The Gatekeeper project has several goals that help control the roadmap. This is a good document to understand how the project will evolve over time.

1. Runtime Policy Enforcement: All policies must be deployable to the cluster, and enforcable as validating or mutatating Admission Controllers. This is useful to enforce actions taken by kubectl and Kubernetes Operators that are using the Kubernetes API directly to create and manipulate resources.
2. Offline Policy Enforcement: Most policies should be able to run out of the cluster, without access to the cluster. This is useful to enforce policies in a CI process, or a GitOps deployment workflow. Offline policy enforcement must not require access to the cluster runtime to make policy decisions.
3. Introspection: All policies, whether enforced at runtime or offline, must support introspection to provide compliance and auditing capabilities. This includes determining if any specific policy is preventing, allowing or changing resources, either offline or at runtime.
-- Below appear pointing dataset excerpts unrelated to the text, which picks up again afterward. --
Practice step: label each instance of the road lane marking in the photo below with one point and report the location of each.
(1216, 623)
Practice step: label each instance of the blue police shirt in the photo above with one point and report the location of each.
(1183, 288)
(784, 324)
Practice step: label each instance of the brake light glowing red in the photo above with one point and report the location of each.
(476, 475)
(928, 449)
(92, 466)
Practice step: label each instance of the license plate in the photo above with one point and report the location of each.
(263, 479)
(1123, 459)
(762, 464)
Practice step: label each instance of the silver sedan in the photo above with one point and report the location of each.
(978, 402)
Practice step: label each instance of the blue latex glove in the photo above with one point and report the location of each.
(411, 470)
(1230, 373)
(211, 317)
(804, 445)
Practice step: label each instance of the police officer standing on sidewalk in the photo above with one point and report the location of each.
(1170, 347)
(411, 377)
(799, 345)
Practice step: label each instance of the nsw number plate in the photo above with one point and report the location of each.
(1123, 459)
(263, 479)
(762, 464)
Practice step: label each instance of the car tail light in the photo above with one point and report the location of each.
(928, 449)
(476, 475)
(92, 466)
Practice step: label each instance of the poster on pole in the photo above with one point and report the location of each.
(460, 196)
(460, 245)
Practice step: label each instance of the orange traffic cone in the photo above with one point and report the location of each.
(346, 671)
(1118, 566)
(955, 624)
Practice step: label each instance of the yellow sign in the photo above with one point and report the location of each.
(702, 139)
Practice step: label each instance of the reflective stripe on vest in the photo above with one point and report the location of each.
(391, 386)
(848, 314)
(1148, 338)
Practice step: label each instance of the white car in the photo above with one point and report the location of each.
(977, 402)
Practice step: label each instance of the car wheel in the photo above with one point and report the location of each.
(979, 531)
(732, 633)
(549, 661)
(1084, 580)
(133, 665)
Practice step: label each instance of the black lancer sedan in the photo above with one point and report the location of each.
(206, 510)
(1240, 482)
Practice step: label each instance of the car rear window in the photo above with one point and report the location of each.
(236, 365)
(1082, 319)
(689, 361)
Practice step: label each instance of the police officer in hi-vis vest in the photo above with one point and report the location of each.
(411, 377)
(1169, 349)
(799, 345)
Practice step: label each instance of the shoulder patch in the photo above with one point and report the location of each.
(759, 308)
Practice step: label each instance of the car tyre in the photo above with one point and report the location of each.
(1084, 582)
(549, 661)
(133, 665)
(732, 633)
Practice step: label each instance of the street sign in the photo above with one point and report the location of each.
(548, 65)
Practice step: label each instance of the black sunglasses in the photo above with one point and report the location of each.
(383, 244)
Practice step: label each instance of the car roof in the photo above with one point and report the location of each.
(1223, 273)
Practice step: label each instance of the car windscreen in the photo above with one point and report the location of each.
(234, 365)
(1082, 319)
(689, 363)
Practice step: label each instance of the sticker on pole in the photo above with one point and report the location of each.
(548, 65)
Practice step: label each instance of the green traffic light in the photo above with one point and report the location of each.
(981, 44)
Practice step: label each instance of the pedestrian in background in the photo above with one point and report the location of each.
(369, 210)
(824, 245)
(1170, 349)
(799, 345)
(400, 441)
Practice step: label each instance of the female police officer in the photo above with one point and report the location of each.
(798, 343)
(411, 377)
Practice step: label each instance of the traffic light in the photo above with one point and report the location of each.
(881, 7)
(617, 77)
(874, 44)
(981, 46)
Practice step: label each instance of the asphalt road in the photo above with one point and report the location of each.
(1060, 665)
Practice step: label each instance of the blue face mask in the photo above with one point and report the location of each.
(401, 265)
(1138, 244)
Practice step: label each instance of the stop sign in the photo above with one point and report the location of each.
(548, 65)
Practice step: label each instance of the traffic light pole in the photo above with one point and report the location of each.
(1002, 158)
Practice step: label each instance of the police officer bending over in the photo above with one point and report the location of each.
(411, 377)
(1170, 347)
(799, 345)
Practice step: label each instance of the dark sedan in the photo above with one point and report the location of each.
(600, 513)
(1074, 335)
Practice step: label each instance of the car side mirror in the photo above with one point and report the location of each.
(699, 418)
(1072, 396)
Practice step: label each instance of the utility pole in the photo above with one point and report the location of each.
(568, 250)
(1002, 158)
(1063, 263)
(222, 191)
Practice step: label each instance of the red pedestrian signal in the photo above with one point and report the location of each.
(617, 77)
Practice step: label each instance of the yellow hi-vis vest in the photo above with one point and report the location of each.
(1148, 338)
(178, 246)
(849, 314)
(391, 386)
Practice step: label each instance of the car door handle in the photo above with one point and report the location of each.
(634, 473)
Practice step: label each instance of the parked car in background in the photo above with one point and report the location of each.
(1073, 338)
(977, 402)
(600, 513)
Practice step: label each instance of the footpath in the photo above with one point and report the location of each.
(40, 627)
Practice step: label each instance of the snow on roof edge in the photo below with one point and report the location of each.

These metrics should be available on a CLI or aggregated to a monitoring and alerting daemon.

The current architecture of Gatekeeper has a few specific implementation decisions:

1. Open Policy Agent (.rego) language will provide policy definition for all (runtime and offline) policies.
2. The Open Policy Agent runtime will provide runtime enforcement.
3. Offline enforcement should be implemented by vendoring the opa project into Gatekeeper to provide exactly the same policy decisions.